Folding@Home, winner of VentureBeat’s 2021 AI for Good award, simulates protein behavior with massive distributed computing power. It uses AI to strategically map each protein that it evaluates, to allocate computing resources, and to identify structural protein anomalies that might indicate signs of brewing disease. Based at the School of Medicine at Washington University in St. Louis, Folding@Home launched in 2000 and works with other labs around the world, including ones at Memorial Sloan Kettering Cancer Center and Temple University.
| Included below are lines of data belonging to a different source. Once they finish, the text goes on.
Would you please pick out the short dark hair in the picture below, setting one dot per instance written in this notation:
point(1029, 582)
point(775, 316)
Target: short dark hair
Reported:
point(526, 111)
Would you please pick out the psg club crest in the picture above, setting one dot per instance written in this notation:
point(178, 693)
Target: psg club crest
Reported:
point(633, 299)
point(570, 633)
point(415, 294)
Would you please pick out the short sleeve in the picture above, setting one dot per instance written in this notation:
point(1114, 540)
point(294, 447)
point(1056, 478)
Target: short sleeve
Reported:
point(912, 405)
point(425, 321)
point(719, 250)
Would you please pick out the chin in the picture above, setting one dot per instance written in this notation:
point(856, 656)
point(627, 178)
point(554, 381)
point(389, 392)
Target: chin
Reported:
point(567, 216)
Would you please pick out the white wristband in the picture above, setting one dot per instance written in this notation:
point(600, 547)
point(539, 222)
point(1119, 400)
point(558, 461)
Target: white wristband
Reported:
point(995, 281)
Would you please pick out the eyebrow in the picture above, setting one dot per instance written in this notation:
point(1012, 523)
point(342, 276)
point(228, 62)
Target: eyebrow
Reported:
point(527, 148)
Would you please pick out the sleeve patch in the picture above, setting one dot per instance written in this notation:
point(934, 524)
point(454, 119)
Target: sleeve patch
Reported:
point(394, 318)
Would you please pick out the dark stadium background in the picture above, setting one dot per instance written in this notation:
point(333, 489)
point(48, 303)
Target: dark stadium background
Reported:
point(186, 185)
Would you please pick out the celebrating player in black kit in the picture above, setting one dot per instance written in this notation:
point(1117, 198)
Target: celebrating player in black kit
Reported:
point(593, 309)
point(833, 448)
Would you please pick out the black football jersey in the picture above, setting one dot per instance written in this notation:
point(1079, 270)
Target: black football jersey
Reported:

The case for protein study

Linear chains of amino acids fold in specific ways to form proteins. If the mechanism goes awry, it can lead to disease. Alzheimer’s and Huntington’s are caused by such “misfolding” events.

Conventional methods, such as X-ray crystallography, have helped scientists understand protein structures, but understanding folding mechanisms or how the proteins perform their functions over time requires more sophisticated techniques. Computer simulations based on physical models help bridge the gap. There’s a problem here too: scale. “Some of the more complex simulations could easily take hundreds of years for a desktop computer to work through,” said Greg Bowman, PhD, director of Folding@Home. “We need supercomputers to run these simulations. Folding@Home solves this challenge through a distributed mechanism, using the computing power of volunteers’ machines to conduct the required simulations.”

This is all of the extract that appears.